The Number Of Tools Listed In Data Engineering Job Requirements Is Insane
The market is tough right now.
Every data engineering job requires multiple tools and multiple years of experience.
It can be overwhelming to try to land a high-paying DE job.
But what if you can make potential employers excited to hire you?
We will see how to do that in this post.
Companies are looking for problem solvers. Let’s go over the list of problems and how to address them.
Better Tools, Same Problems
Despite the tremendous improvement in data technology over the past decades. Data teams face the same problems they always have.
These are:
- Getting complete and correct data, on time, to the users
- Making sure the data is easy to use for analytics
- Fixing critical issues quickly
- Keeping costs manageable
Let’s go over the concepts that address these problems. Each concept will include links to further reading and a list of tools you can use to implement it.
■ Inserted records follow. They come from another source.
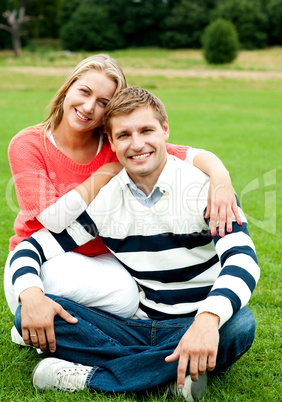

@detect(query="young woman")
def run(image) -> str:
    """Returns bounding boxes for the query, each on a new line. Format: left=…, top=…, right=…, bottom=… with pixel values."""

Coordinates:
left=4, top=54, right=240, bottom=351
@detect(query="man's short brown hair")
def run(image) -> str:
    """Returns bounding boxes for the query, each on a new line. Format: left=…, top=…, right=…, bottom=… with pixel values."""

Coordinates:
left=103, top=86, right=168, bottom=136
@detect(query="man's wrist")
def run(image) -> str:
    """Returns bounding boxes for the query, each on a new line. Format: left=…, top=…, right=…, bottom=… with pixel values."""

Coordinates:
left=196, top=311, right=220, bottom=326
Create easy-to-analyze datasets using Data Warehousing Techniques
- Use kimball data modeling to ensure data is easy to analyze. Kimball Data Modeling.
- Use 3-hop (medallion, dbt project structure) to create datasets with all the metrics a non technical user may need. Multi Hop Architecture.
- Know enough SQL to create these datasets. SQL Techniques.
Commonly used tools:
Create Complete, Correct, And Quick-To-Fix Datasets Using Pipeline Design Patterns
- Use idempotency and backfill-ability to rerun pipelines where there are issues.
- Only process necessary data with incremental and snapshot patterns.
- Use lambda architecture to process inputs with late arriving data
- Python is the glue that holds your pipeline together.
- Use cloud service providers to enable you to concentrate on your deliverables and not infrastructure management. Snowflake, Databricks, Bigquery, etc.
- Ensure the data you produce is correct, with Data Quality Checks.
Commonly used tools: Snowflake, AWS, Databricks, Python, SQL, Apache Spark, BigQuery, Apache Iceberg
Produce data on time with Scheduler & Orchestrator
- Create data as frequently as needed with Scheduler.
- Coordinate multiple systems in a single script with Orchestrator.
- Handle dependency chain between datasets with data update based scheduling.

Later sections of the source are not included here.